Moderna's stock has declined over 80% in the past year due to a sharp drop in COVID-19 vaccine demand, with revenue falling 83% to $3.1 billion in the last twelve months and further declines projected. Lowered sales forecasts and a pushback in the break-even goal due to product development delays have exacerbated investor concerns, compounded by the company's reliance on a single product until recently. Despite promising clinical trial results for a skin cancer vaccine, the company faces challenges in diversifying revenue streams quickly enough to offset losses from declining vaccine sales, resulting in an operating income of $-3.7 billion and operating cash flow of $-3.1 billion over the last four quarters.

Analysis

Moderna's (NASDAQ: MRNA) financial position and market valuation have deteriorated significantly, evidenced by an over 80% decline in its stock price over the past year, from a 52-week high of approximately $150 to its current $27. This downturn is primarily attributed to a sharp contraction in demand for its COVID-19 vaccine as the market transitions to a seasonal model.
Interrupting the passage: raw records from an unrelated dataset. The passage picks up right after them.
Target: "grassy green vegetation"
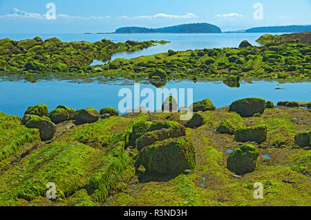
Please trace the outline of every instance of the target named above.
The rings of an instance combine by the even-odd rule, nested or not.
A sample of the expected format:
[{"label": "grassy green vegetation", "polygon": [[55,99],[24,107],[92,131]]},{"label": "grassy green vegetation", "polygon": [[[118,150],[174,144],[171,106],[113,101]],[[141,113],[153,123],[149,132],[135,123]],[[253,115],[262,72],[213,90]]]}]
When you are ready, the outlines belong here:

The financial repercussions are stark: last twelve months (LTM) revenue plummeted 83% to $3.1 billion from $18.9 billion in 2022, with sales projected to decline further to approximately $2.1 billion in 2025, a forecast that was itself revised downwards by $1 billion in January 2025. Compounding these challenges, Moderna's LTM operating income stands at -$3.7 billion, translating to a -118.8% operating margin, and LTM operating cash flow is -$3.1 billion, reflecting a -97.2% OCF margin. The company's break-even goal has also been deferred by two years due to delays in its product development pipeline. Until the recent launch of its RSV vaccine, Moderna's commercial portfolio was solely reliant on the COVID-19 vaccine, exposing it to significant concentration risk. While promising Phase 3 clinical trial results for its skin cancer vaccine in combination with Merck’s Keytruda offer a potential future revenue stream, its market launch remains several years away and is contingent upon regulatory approvals, providing little near-term relief to the ongoing financial pressures.